U.S. and N. Korea prep for summit

Groundwork aim of Pyongyang visit

SEOUL, South Korea -- A senior American negotiator arrived in North Korea on Wednesday to sort out details for a nuclear summit meeting in Vietnam between President Donald Trump and the North's leader, Kim Jong Un, with only three weeks to go before the talks take place.

Stephen Biegun, the Trump administration's special representative for North Korea, arrived in Pyongyang, the North's capital, around the time that Trump announced in his State of the Union address that he and Kim would meet for a second time on Feb. 27-28 in Vietnam. Beigun's trip had been announced in advance.

When Kim and Trump first met in Singapore in June, they agreed to work toward the "complete denuclearization of the Korean Peninsula" and to build "new" relations between their countries.
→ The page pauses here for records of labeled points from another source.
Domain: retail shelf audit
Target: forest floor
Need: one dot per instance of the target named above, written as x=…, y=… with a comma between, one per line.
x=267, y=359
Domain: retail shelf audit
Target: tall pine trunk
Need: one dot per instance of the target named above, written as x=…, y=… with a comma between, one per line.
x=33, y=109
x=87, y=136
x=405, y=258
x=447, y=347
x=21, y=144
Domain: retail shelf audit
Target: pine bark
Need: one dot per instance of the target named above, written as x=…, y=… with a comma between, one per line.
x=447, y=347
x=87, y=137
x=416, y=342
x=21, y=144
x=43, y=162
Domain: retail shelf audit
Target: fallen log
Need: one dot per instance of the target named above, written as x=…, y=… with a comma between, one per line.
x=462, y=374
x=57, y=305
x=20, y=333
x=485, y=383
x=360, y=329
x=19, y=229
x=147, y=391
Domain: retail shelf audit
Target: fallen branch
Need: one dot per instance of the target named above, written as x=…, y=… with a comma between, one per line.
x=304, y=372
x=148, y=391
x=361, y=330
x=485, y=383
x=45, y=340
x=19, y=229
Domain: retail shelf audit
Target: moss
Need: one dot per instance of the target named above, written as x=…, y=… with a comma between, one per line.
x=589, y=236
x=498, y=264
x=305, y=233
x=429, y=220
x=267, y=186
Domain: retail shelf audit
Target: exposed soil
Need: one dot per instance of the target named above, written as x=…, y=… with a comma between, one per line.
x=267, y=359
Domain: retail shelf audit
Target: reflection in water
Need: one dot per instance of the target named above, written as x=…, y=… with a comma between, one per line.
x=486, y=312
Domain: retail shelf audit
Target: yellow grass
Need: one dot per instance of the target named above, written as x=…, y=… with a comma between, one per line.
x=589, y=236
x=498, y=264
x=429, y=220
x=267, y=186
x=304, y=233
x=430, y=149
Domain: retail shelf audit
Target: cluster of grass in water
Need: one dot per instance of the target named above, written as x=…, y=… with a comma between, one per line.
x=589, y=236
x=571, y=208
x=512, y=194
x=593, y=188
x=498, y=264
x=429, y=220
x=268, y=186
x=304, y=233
But since then, talks have stalled over how to carry out that vaguely worded agreement.

Trump now wants "significant and verifiable progress on denuclearization, actions that are bold and real," Biegun said last week in a speech at Stanford University. But American intelligence agencies recently cautioned that the North was "unlikely to completely give up its nuclear weapons and production capability."

During his Pyongyang visit, Biegun plans to pursue "concrete plans to advance all of the elements of the Singapore joint statement," he said last week. He said the working-level talks in Pyongyang would be aimed at finding concessions that each side could accept, as well as "a road map of negotiations and declarations going forward, and a shared understanding of the desired outcomes of our joint efforts."

Biegun's trip to negotiate such important unresolved issues, just weeks before the talks, reflects the top-down diplomacy that Trump and Kim appear to prefer. The American envoy had his first meeting with Kim Hyok-chol, his newly appointed North Korean counterpart, only three weeks ago in Washington.

President Moon Jae-in of South Korea has said that Trump's apparent strong desire to become the U.S. leader who ends the North Korean nuclear threat, along with Kim Jong Un's announcement that reviving the North's economy is his top priority, have increased the chances for a breakthrough in the decades-old nuclear dispute.

"We hope that both leaders will take more detailed and concrete steps in Vietnam," Moon's spokesman, Kim Eui-kyeom, said Wednesday, urging both sides to learn from the American experience in Vietnam.

In Vietnam, a one-party Communist state where government offices were closed Wednesday for the Lunar New Year holiday, Trump's announcement was noted in the state-controlled news media. Le Thi Thu Hang, a spokesman for the Vietnamese Foreign Ministry, said in a statement that the country "strongly supports dialogues held with a view to maintaining peace, security and stability in the Korean Peninsula."

Biegun said last week that Trump's bold approach had allowed more room for maneuver than any of the envoy's predecessors had. His North Korean counterpart is from the State Affairs Commission, a powerful agency that reports directly to Kim Jong Un.

"It's a positive sign that the working-level teams of both sides are headed by figures who are considered flexible and deeply trusted by their leaders," said Cheong Seong-chang, an analyst at the Sejong Institute in South Korea.

But analysts have long warned that Kim could try to give up just enough of his nuclear weapons program to create the illusion of progress, allowing Trump to claim victory while leaving unchanged the North's long-term goal of being recognized as a de facto nuclear weapons state.

"This is like the train racing ahead without even knowing where its final destination is," said Cheon Seong-whun, an analyst at the Asan Institute for Policy Studies in Seoul. "If they produce another half-cooked agreement in the second summit and fail to specify what their final goal is, it would only help make North Korea's nuclear arsenal a fait accompli."